As for me: Whether it’s lovely tender redleaf from the farmers market, or small, sturdy-crisp Little Gem from a supermarket pack, I scrub and rinse my sink, install the stopper, and separate the leaves into this cool bath. Swish, often a drain-refill-additional swish before a trip through the plastic centrifuge of my thrift-store French salad spinner and out onto a cloth to further drip for a moment before being gently loaded into a Ziploc® bag with a piece of paper towel lining the bottom. (In these days of one-use plastic consciousness, I hasten to say that I wash and reuse my lettuce bags.) Tuck into the crisper drawer, and sleep the sleep of one untroubled by the worry of where her next salade is coming from.

Trader Joe’s Laguna Hills 2.0

The Trader Joe’s in Laguna Hills, on Avenida Carlota near the moribund Laguna Hills Mall, has always had a parking lot that wasn’t quite as bad as other stores, which is saying something, as you know from the cliché-with-a-molten-center-of-truth about Trader Joe’s parking lots in general.

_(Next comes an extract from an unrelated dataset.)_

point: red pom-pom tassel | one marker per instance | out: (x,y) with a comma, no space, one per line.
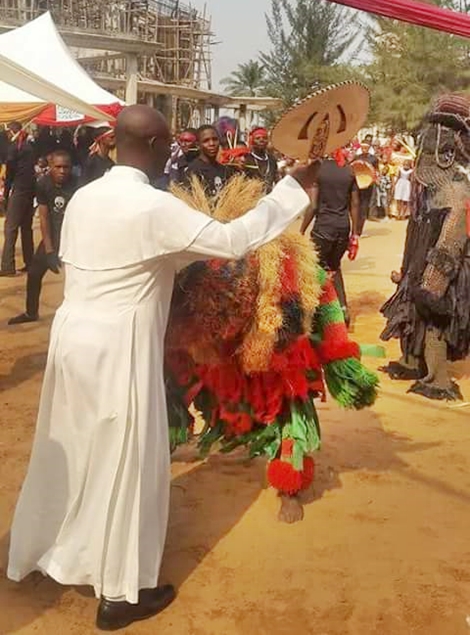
(308,472)
(283,477)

This location has long been a convenient stop after the Friday farmer’s market at the far end of the aforementioned mall. But there’s news, and it’s big: as of 8 a.m. today, things are even a whole lot better. A new, kind of huge, purpose-built Trader Joe’s has opened across the parking lot, looming—if not lording—over the old, kind of sad strip housing the original store. There’s parking aplenty! Or, seems like it. Once parked, howevah, you still take your life in your hands crossing the two lanes passing in front of the store. Some things continue to never change, I guess.

UNCANNY

For years I’ve made preserves and pickles, originally to get in touch with how my grandmother might have run her kitchen and later just for pleasure, always canning them in a boiling-water bath so they’ll be shelf-stable. (Have not yet made the leap to pressure canning; perhaps someday.) But with my first 2017 strawberry jam, made from a three-pack I bought at my new favorite Chino farm stand and Meyer lemon from our little tree, I merely refrigerated, part of a newly hatched plan to streamline the process of keeping my family in homemade preserves for breakfast toast. You might not imagine that daily breakfast toast, which accompanies daily breakfast omelets, could account for all that much preserve use—but every-day-ness adds up. With a few discards, the three-pack nicely filled two 500-milliliter French jelly jars—which I’ve always considered the Platonic Ideal of jelly jars. Even though I’ve owned them for 30-plus years, my jars and their orange lids have never actually been used for jelly. Jam’ll have to be close enough. (This is 2017’s second batch.)

Farmers Marketing—Laguna Hills Friday

It’s long been my favorite of our many good Orange County farmers markets, something that remained true today when I stopped in: the Friday Laguna Hills market, at Laguna Hills Mall. It was the first day of a new, construction-accommodating configuration near JCP, nicely visible from Carlota and the 5, that displays the superb vendor selection and ingress/egress ease to fine effect. I love it because it’s a real cook’s market—which is SO not to say you shouldn’t avail yourself of the fab prepared food. Just be sure to take home a couple big bags of raw ingredients, to fuel a weekend of great cooking.

 

CAULIFLOWERLICIOUS

Cauli is where it’s at, at the moment. These were at Laguna Niguel/Aliso Viejo on a recent Sunday, but you’ll find ‘em at all O.C. farmers markets. I nabbed that big yellow one in the center there. Rinse, slice, onto a baking sheet, generous salt & pepper, drizzle with oil. 400̊ for 15-20 for retaining slight crispness, or longer at 375̊ to utter tenderness and deep caramelization—my favorite result.